I really wanted to post a photo of my happy self, since it was my 22nd birthday yesterday — but I’m only on my laptop (quickie before uni) so I don’t have access to most files and had to whip this low-fi off the dreaded facebook. In true Amanda fashion, I overslept through two classes yesterday morning, and only woke to my friends calling me asking “WHERE ARE YOU?!” so we could go for my birthday lunch. They thought I had intentionally wagged class on my birthday, oops.
Melbourne Big Day Out Friday 26th January 2013, on disposable camera. (The thing on my forehead is a Y from the YYYs)
The other night, I had an application for something that was due a minute before my birthday, at 11.59pm. Due to a torts test and uni all day, I had about two hours left after my hockey training, to finish my cover letter. I don’t think writing such things under time pressure is the best idea, but in writing it, and compiling my CV, I unexpectedly learnt a lot about myself.
At first glance, my CV isn’t exactly cut out for the corporate world whatsoever.

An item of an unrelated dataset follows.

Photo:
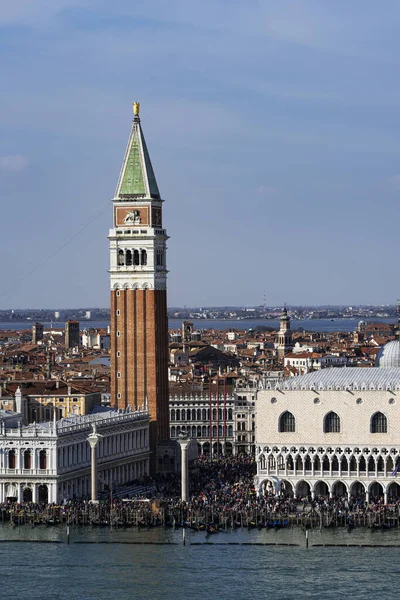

I scarily realised that I’d been playing in various music ensembles for the past fifteen years and that it’s been eight years since I started playing hockey and fatefully broke my nose on my birthday. Some days, I feel like what have I got to show for myself?! now that I’m no longer a teenager. Other days I feel like I’ve managed to do quite well in what (relatively) short time I’ve had on this earth. But the thing I realised when I was writing my cover letter was that, I’m quite proud I never really did anything just “because it would look good on a CV”. The pages and lists of things I’d put on there, were truly things that I wanted to do, even if in the cold of winter I didn’t want to train, or didn’t like early morning rehearsals. I wasn’t in those sports teams purely for my ego nor did I spend twelve-hour days at high school because I thought that it would “pay off” one day. And maybe it never will. But it doesn’t matter.
Even if nothing came of this application I submitted, I’m happy that the process of writing it made me feel really content with myself on my birthday. People that know me quite well would know that I struggle to be content with myself — there’s always more I can do, more to be done — so this is a good start. I’m really passionate about the the photos I’ve taken, the experiences I’ve sought out for myself, and bass callouses born from pain.
Whilst I know that law school will always make me anxious that I’m not doing the “right” co-curricular things, I insist on not pretending I’m someone that I’m clearly not. I’m making a conscious decision to continue to only do things that I want to do, rather than because “it would look good”. (Disclaimer: I do realise there will be things that I must do that I don’t necessarily “want” to do or feel passionate about. But I feel there’s a difference between things you’ve got to do in general, versus things above and beyond, merely because it looks nice on a piece of paper)
Also, it’s amazing how many indirectly-relevant and awesome skills I’ve managed to get out of all the “wrong” (read: unconventional) mixture of things that I’ve been doing. Anyone can sit at a desk and grind books into their brains all day, but how many will leave their comfort zones and chase down lofty dreams?
Gosh darn you are so young! HAPPY BIRTHDAY!!!
HAPPY BIRTHDAY! I love the part where you talked about chasing your dreams and not ever settling just so something that’s on your CV. That’s such a gem of a quality to have and is rare nowadays in our increasingly competitive job market :)
Happy Birthday! And man, I never realized that you were younger than me! You do seem quite accomplished for someone our age!
I find that people who do things just to put on their CV tend to half-ass those things because they don’t love those things enough! Perhaps these people will win in the short run, but I think that in the long run and the grand scheme of things, people like you are happier and more successful.